Ho sempre pensato che essere figlia adottata potesse essere uno svantaggio, mi rendevo conto che avevo qualcosa che mancava ma allo stesso tempo c’era altro che acquisivo; tutto molto naturale, quasi per inerzia, perché quando sei adottata ti “adatti all’ambiente circostante”, inventi una terra di origine che forse non apprezzerai mai fino in fondo.
Vi chiederete come mai parlo di adozione su Second Generations. Un po’ per donare quella autorevolezza che manca a noi adottati che siamo prima di tutto figli del mondo, un po’ perché credo che anche noi siamo una generazione successiva alla prima, una generazione costruire su storie e culture, pensieri di chi vorrebbe trovare il suo posto nel mondo.

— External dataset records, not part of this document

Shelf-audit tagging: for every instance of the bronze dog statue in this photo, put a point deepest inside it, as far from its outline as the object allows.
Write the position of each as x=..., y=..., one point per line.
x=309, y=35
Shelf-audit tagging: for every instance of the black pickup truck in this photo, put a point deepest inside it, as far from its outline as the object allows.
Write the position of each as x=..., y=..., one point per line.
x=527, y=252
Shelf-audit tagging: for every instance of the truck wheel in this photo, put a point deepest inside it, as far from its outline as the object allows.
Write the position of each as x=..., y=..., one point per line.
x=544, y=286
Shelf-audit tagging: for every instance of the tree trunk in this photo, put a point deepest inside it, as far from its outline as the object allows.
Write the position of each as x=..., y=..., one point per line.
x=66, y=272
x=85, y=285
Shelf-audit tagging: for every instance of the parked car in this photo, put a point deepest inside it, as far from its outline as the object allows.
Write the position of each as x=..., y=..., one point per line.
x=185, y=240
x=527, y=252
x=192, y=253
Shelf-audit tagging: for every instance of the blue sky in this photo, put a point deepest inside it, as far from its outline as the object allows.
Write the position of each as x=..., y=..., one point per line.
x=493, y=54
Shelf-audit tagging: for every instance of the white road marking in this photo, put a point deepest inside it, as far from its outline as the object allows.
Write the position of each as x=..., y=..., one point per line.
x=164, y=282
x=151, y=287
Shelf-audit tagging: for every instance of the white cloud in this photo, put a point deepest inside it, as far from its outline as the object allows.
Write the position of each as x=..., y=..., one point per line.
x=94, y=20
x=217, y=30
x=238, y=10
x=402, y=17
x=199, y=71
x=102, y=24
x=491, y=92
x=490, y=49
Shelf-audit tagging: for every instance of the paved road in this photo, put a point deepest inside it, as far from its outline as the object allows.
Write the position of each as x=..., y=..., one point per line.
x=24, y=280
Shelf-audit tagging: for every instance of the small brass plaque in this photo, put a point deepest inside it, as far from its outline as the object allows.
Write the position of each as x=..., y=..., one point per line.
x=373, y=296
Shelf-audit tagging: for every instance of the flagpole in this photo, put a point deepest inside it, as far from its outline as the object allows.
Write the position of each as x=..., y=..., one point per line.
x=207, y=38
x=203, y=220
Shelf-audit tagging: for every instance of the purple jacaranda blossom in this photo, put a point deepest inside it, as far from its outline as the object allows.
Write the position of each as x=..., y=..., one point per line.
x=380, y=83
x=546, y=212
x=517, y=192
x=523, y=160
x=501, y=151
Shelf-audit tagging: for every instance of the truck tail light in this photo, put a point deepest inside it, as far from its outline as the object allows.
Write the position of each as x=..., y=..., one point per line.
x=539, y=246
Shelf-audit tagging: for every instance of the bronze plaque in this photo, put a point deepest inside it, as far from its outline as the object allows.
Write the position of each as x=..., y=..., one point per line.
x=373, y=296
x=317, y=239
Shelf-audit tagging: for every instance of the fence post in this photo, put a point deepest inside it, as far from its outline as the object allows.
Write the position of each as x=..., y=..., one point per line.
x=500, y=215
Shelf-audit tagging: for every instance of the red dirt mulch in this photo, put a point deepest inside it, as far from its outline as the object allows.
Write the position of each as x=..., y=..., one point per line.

Avete presente il film “L’alba del pianeta delle scimmie”? Noi figli adottati siamo Cesare, con i suoi vantaggi e svantaggi. Siamo coloro che amano la famiglia e prendono tutto ciò che è possibile avere, siamo quelli che sono costretti a rispondere a centinaia di domande che non hanno risposta; siamo coloro che stanno nel mezzo, essere fatti a metà, oggetti di difficile comprensione da parte di chi è delle nostre origini e chi invece fa parte del loro mondo adottivo.
Pensate che sia un male? Credo che in fondo la nostra sia una condizione privilegiata. “Me, Myself and I” diceva la mia cara Beyoncè: abbiamo la penna per scrivere il nostro destino, abbracciare il mondo senza avere paura di non essere “giusti”. Il perché è semplice: siamo una non forma che si impara a plasmarsi con il tempo grazie a mille fattori, ci costruiamo noi la nostra storia.
Dunque non me e vogliate se anche io mi sento una ragazza di seconda generazione: non per il mio colore della pelle, ma perché so che chi è adottato, può essere chiunque.